A partir de 1935, il figura dans les expositions consacrées à fart moderne, à travers le Monde entier, notamment à Paris. A partir de 1936, aux expositions du groupe Forces Nouvelles, avec Humblot, Gruber, Tal-Coat et d’autres; ainsi qu’aux Salons des Indépendants, des Tuileries, de Mai dont il fut membre fondateur de 1945 à 1963. Une carrière heureuse et jalonnée d’expositions personnelles, à Paris notamment à partir de 1969 à la galerie Félix Vercel, puis à Londres et dès 1952 à New York, Milan, Genève, Philadelphie, Chicago, San Francisco, Copenhague, Stockholm, Düsseldorf, Munich, Buenos Aires, Tokyo, au Canada, en Belgique, Hollande, à Dallas City, Beverly Hills, Lyon, etc. En 1969 lui a été consacrée une rétrospective au Musée de Reading, Pennsylvanie.
Les disciplines sévères du groupe «Forces Nouvelles» auxquelles il avait contribué ne lui convinrent pas plus longtemps qu’à André Marchand, Tal-Coat ou Gruber, et ceux qui avaient illustré ce mouvement, l’abandonnèrent à sa routine. Venard commence alors de se livrer entièrement à l’ivresse de la belle matière, qui caractérisera désormais toute son œuvre.
En 1945, il se lie d’amitié avec Gruber, André Marchand, Civet, tout ce groupe qui orienta si énergiquement la peinture de l’après-guerre, et participe à leur effort commun et à leur succès. Déterminer l’influence des uns ou des autres, alors qu’ils ne se quittaient guère et travaillaient dans la même allégresse créatrice, serait aussi oiseux qu’impossible.

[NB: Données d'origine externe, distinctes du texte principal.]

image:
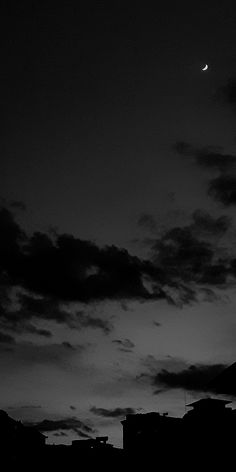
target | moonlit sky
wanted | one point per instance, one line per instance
(117, 222)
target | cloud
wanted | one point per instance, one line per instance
(81, 428)
(70, 269)
(193, 377)
(147, 221)
(223, 190)
(18, 205)
(52, 273)
(68, 345)
(6, 339)
(209, 157)
(86, 321)
(124, 344)
(113, 412)
(228, 92)
(205, 225)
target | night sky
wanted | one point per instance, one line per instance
(117, 218)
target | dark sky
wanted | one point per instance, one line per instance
(118, 194)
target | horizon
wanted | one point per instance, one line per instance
(117, 211)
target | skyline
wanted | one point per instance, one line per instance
(117, 221)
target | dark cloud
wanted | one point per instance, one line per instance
(86, 321)
(81, 428)
(205, 225)
(69, 269)
(209, 157)
(46, 309)
(18, 205)
(51, 272)
(6, 339)
(156, 323)
(223, 190)
(228, 92)
(68, 345)
(193, 377)
(124, 344)
(113, 412)
(182, 254)
(147, 222)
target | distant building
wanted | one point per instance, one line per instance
(100, 442)
(207, 427)
(14, 435)
(146, 431)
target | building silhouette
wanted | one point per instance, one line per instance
(207, 430)
(15, 436)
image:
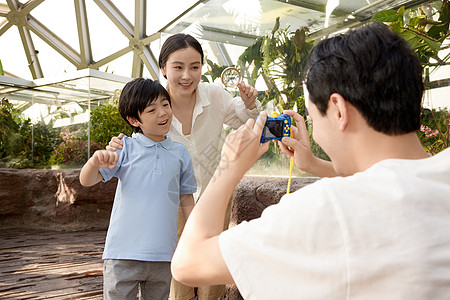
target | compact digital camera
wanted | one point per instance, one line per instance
(276, 128)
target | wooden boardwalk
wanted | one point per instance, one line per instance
(38, 264)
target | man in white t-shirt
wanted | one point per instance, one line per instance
(378, 229)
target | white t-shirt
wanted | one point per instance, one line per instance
(214, 107)
(380, 234)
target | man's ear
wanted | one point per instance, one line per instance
(133, 121)
(341, 110)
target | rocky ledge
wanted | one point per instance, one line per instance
(55, 199)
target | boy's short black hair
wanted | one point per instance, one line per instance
(376, 71)
(138, 94)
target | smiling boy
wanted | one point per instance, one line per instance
(155, 178)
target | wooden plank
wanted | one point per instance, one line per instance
(38, 264)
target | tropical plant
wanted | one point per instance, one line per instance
(280, 59)
(426, 33)
(107, 122)
(434, 132)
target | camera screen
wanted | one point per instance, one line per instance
(273, 129)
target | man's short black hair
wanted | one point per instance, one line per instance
(137, 95)
(376, 71)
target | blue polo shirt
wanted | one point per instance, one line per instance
(152, 176)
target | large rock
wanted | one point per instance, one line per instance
(254, 193)
(55, 199)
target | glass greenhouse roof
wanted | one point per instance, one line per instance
(53, 38)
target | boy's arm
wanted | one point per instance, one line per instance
(198, 260)
(299, 146)
(90, 174)
(186, 204)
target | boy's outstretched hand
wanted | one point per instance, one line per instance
(248, 94)
(115, 143)
(104, 159)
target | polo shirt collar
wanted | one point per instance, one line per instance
(166, 144)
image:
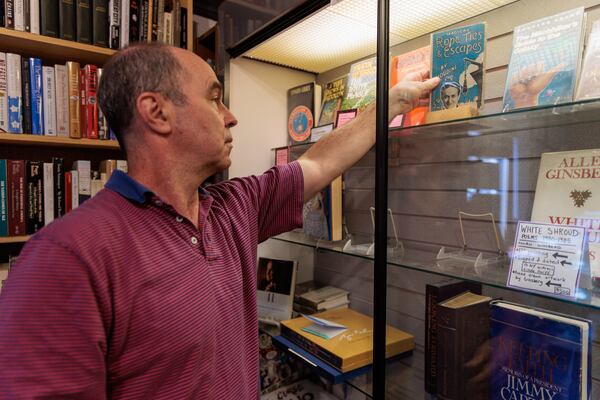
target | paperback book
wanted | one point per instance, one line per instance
(458, 59)
(545, 61)
(538, 354)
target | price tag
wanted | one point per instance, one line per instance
(547, 258)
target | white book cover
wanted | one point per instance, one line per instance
(34, 15)
(48, 193)
(84, 170)
(124, 30)
(568, 193)
(15, 99)
(62, 100)
(3, 94)
(49, 101)
(74, 189)
(19, 15)
(276, 282)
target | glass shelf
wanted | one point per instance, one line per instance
(423, 259)
(578, 112)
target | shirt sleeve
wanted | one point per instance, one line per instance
(273, 199)
(52, 339)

Il est évident que Venard, pour sa part, s’enthousiasme aisément et s’imprègne profondément de ce qu’il admire. Heureusement, il change souvent de modèle, et ce qui demeure, c’est ce qui vient de son solide bon sens et de son goût truculent. Amant de la vie toute entière, peut-être ambitionne-t-il d’aboutir à une peinture qui se boive et se mange. « Il faut se méfier des œuvres qui séduisent trop au premier abord – dit-il – je ne veux pas dire par là que la laideur est la plus grande des vertus, mais qu’une œuvre doit s’imposer en puissance, sans le truchement d’artifices aimables ».
Resté fidèle à une composition post-cubiste de l’espace de la toile, il a progressivement accentué le chromatisme de sa palette, jusqu’aux tons les plus crus, toujours pratiqués dans des pâtes très épaisses, souvent appliquées au couteau.